In recent years, there has been a tendency to increase the number of patients suffering ophthalmic diseases with the progress of population aging. The progress of amblyopia by an ophthalmic disease leads to blindness in the worst case, and the patient is markedly impaired in the quality of life. Therefore, it is required to detect the disease in its early stage and take a measure to cure the disease or retard the progress thereof. Typical diseases forming a cause of halfway blindness include diabetic retinopathy, macular degeneration diseases and glaucoma, and the fundus retina is concerned with many of them. For diagnoses of these diseases, diagnoses by evaluation of visual function by inspection of visual field, and morphological evaluation of the fundus retina using a fundus camera, an optical coherence tomograph (OCT) and a scanning laser ophthalmoscope are conducted.

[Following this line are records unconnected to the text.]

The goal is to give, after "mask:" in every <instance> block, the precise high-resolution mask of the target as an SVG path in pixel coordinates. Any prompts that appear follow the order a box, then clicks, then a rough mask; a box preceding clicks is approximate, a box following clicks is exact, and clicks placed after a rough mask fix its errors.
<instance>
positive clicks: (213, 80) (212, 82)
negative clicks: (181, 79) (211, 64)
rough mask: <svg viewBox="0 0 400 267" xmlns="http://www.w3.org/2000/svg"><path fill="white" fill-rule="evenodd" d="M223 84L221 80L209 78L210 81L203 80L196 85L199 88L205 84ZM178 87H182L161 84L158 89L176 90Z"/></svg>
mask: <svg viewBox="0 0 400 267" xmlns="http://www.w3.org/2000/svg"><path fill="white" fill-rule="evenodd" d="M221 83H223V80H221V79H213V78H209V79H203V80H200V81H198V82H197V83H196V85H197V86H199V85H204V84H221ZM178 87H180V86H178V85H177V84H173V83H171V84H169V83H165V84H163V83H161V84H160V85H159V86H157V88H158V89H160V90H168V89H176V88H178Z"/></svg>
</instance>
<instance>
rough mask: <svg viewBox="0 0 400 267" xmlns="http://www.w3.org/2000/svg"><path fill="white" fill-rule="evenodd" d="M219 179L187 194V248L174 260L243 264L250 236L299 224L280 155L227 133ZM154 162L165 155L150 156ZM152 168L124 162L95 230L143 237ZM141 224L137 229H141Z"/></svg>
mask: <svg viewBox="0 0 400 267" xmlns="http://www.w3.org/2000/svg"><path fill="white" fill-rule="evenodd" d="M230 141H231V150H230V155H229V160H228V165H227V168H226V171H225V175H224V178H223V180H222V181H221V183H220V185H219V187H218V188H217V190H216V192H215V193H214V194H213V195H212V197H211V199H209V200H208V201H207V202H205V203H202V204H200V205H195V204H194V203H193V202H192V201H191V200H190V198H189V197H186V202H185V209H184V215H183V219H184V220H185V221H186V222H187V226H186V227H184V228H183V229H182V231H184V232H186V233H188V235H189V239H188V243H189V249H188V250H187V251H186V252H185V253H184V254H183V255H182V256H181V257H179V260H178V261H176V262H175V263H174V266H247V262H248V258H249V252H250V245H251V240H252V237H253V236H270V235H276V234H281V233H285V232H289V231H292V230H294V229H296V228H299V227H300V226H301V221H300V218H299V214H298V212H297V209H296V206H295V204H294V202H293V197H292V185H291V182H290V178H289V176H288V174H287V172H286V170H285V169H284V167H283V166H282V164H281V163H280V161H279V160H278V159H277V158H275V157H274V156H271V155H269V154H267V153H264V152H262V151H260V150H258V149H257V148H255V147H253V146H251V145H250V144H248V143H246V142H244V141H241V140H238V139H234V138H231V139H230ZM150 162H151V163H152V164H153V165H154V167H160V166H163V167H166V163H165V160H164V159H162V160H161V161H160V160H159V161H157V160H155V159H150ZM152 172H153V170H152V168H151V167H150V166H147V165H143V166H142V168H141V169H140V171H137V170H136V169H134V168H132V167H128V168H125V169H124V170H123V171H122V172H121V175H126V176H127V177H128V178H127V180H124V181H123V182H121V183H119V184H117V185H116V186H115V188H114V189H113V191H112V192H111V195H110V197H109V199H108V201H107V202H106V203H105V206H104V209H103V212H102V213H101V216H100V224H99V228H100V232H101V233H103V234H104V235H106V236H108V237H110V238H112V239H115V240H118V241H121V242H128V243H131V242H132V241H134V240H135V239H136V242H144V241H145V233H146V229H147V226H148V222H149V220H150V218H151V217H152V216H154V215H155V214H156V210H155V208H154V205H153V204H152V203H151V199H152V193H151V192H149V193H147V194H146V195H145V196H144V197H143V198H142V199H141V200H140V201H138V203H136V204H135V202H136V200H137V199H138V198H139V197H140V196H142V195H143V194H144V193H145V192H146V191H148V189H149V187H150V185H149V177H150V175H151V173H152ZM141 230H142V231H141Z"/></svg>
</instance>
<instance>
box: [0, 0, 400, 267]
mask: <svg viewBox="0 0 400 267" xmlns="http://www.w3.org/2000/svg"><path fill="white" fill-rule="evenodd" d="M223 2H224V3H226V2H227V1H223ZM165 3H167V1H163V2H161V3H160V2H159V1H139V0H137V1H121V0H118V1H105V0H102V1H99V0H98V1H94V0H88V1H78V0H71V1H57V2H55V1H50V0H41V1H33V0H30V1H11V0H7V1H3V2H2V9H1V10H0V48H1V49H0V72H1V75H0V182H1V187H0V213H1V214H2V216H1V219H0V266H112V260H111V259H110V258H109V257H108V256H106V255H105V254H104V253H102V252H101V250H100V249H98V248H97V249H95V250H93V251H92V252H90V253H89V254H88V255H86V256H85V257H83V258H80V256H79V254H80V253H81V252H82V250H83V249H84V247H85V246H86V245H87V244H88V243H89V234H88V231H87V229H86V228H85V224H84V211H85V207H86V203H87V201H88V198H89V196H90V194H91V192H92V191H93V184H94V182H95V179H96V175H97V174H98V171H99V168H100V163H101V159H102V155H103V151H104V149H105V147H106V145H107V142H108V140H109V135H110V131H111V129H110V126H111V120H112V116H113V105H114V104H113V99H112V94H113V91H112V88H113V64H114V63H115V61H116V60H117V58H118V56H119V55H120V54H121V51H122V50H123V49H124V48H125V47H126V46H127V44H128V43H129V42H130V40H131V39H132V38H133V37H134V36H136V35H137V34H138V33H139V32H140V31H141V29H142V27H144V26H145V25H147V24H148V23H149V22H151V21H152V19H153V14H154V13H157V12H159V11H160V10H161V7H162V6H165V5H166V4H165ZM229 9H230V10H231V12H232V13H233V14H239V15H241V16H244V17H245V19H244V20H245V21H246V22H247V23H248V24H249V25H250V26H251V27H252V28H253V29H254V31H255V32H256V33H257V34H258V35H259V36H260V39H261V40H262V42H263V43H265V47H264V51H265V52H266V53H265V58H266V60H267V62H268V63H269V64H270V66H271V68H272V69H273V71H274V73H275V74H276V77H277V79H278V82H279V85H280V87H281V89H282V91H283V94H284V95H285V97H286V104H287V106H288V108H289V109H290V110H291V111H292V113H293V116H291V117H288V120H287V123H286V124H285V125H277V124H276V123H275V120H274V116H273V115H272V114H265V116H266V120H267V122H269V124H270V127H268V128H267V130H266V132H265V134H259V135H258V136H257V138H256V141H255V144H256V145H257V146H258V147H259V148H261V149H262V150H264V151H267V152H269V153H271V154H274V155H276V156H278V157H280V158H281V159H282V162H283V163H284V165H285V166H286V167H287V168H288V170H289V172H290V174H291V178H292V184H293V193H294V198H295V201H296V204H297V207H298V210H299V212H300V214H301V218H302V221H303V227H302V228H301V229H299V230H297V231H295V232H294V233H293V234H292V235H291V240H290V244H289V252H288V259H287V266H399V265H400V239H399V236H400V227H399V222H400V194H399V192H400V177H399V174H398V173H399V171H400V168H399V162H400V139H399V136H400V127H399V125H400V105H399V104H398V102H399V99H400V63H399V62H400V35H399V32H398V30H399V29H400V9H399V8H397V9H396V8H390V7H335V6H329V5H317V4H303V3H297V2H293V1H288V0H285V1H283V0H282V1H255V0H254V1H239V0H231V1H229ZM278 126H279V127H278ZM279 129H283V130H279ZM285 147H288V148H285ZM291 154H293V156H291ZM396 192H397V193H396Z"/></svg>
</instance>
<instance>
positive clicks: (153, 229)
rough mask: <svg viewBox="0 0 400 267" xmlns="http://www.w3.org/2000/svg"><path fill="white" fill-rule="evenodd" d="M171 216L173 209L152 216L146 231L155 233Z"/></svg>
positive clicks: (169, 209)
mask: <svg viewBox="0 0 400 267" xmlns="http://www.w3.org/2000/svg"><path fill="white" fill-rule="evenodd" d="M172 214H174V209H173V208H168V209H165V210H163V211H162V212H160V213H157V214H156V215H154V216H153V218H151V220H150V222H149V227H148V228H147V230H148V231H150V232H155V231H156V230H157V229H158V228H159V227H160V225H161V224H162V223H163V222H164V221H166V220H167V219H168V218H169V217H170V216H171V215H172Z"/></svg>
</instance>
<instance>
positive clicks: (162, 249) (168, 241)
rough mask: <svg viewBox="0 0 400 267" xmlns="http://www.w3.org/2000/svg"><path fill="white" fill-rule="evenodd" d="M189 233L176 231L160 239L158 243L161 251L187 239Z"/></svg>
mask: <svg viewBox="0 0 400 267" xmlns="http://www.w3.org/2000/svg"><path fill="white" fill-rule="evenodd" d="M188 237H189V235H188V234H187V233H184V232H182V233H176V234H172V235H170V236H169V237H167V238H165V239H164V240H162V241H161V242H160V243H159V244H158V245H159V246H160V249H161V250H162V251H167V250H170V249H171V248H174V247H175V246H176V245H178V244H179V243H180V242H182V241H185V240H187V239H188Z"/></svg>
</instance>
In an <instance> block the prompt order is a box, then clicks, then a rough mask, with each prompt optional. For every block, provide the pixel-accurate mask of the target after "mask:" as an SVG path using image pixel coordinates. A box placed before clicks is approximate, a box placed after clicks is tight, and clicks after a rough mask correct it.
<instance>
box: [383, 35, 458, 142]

In a retinopathic disease, reduction of visual functions is caused by disorder of neurocytes. In recent years, it has become possible to visualize the condition of a layer structure of a reticular tissue by an OCT technique, and many new findings relating to a living body tissue of a retinal lesion have been obtained. However, a current OCT image is low in resolution, and so it has been unable to visualize the morphology of cells forming the retina.
As a visualization technique of an ocular tissue, a method of imaging and staining the ocular tissue using a staining compound has heretofore been known. For example, there is a method of visualizing a choroidal vessel and a retinal vessel using a fluorescent pigment such as indocyanine green or fluorescein (Ophthalmologic Photograph, 23, pp. 3-10(2007)). As a staining method of the cornea, a method of using rose Bengal or fluorescein is also known (EYE CONTACT LENS, 34, pages 61 to 64 (2008)).
On the other hand, as a visualization technique of intraocular tissues such as a vitreous body, retina and optic nerve, a method of administering a stain composition to a vitreous cavity mainly at surgical operation is disclosed. For example, there is a composition for staining a retinal membrane in a vitreous retina surgery (Japanese Patent No. 3469198). It is also disclosed that a transmission substance injected into the vitreous body remains in the retina (Japanese Patent Application Laid-Open No. 2007-262078). Besides, it is reported that in order to image retinal ganglion cells of a rat, a retrograde axonal transport tracer is injected into a superior colliculus of the midbrain linking to a retinal ganglion to observe it with a laser ophthalmoscope (Invest Ophthalmol Vis Sci, 47(10), p. 4198 (2006)). As described above, it has been necessary to directly administer the stain composition to the inside of an eye for visualizing the intraocular tissue.
Incidentally, a drug to act on the retina or retinal nerve tissue is administered by intravenous injection or orally. However, the quantity of the drug transferred to the retina is extremely small. On the other hand, drug administration to the vitreous cavity enables a large quantity of the drug transferred to the retinal tissue compared with the intravenous injection or oral administration. However, an advanced technique is required, and a burden on a patient is also great, and so it is extremely difficult to use it except for the case of surgery or curing, and such administration has been unable to be used for the morphological or functional evaluation of the fundus retina.